The Move to Zero Dated VIX Expiry Options
Lu Wang and Sam Potter at Bloomberg ran an interesting article this week, describing a relatively new phenomenon – i.e. short dated options activity/measures on the traditional fear gauge. Many theories abound on the docile readings of the VIX in the face of the most uncertain macro conditions of a generation. In the past year, extreme bearish/bullish positioning around the FOMO trades in derivatives has contributed to cap the reading, as has diminished net demand for positions with cash levels that would not command protection. Keep in mind that the traditional relationship of the VIX in terms of opposite directional move relative to stock prices was corrupted in ’22 – 26% of the time, the two were moving in tandem, which was the most since 2006 and the VIX was certainly not moving in ways to reflect the market disruption with the disconnect most glowing on the most extreme of days.
The Bloomberg article highlights the recent trend of traders hedging against or betting on turmoil in the form of zero-dated options. The VIX is calculated using derivatives that expire 23 to 37 days into the future, maybe contributing to the lack of near term sentiment reflection. Beginning yesterday, the CBOE 1-day Volatility Index (VIX1D), began pricing while the VIX nine-day (VIX9D) was often pricing higher than the VIX over the course of the year. According to the Bloomberg article, popularity of the shortened readings are on the rise, accounting for as much as 40% of the S&P 500’s options volume.
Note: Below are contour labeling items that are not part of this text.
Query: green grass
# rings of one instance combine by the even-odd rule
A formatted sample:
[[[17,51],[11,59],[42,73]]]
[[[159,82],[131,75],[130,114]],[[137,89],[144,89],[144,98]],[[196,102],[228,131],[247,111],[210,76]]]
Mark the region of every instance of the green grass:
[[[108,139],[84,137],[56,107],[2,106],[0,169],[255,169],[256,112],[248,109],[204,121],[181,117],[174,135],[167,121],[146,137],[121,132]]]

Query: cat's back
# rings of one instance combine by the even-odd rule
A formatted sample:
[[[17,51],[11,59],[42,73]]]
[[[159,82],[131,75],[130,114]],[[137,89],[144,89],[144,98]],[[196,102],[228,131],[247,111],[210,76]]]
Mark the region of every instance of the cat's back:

So while the VIX sits at a historically low 17 handle – likely not reflecting the actual fears in the market – the shorter term derivatives may offer a better barometer. That said, the volatility of the volatility measure is showing early growing pains with considerable fluctuations in price. Referenced at 13.27 on Friday, the close yesterday (April 24) was 25% down. It’s certainly a cowboy market but maybe a measure worth keeping tabs on as the VIX is poorly reflecting actual risk sentiment for some time now.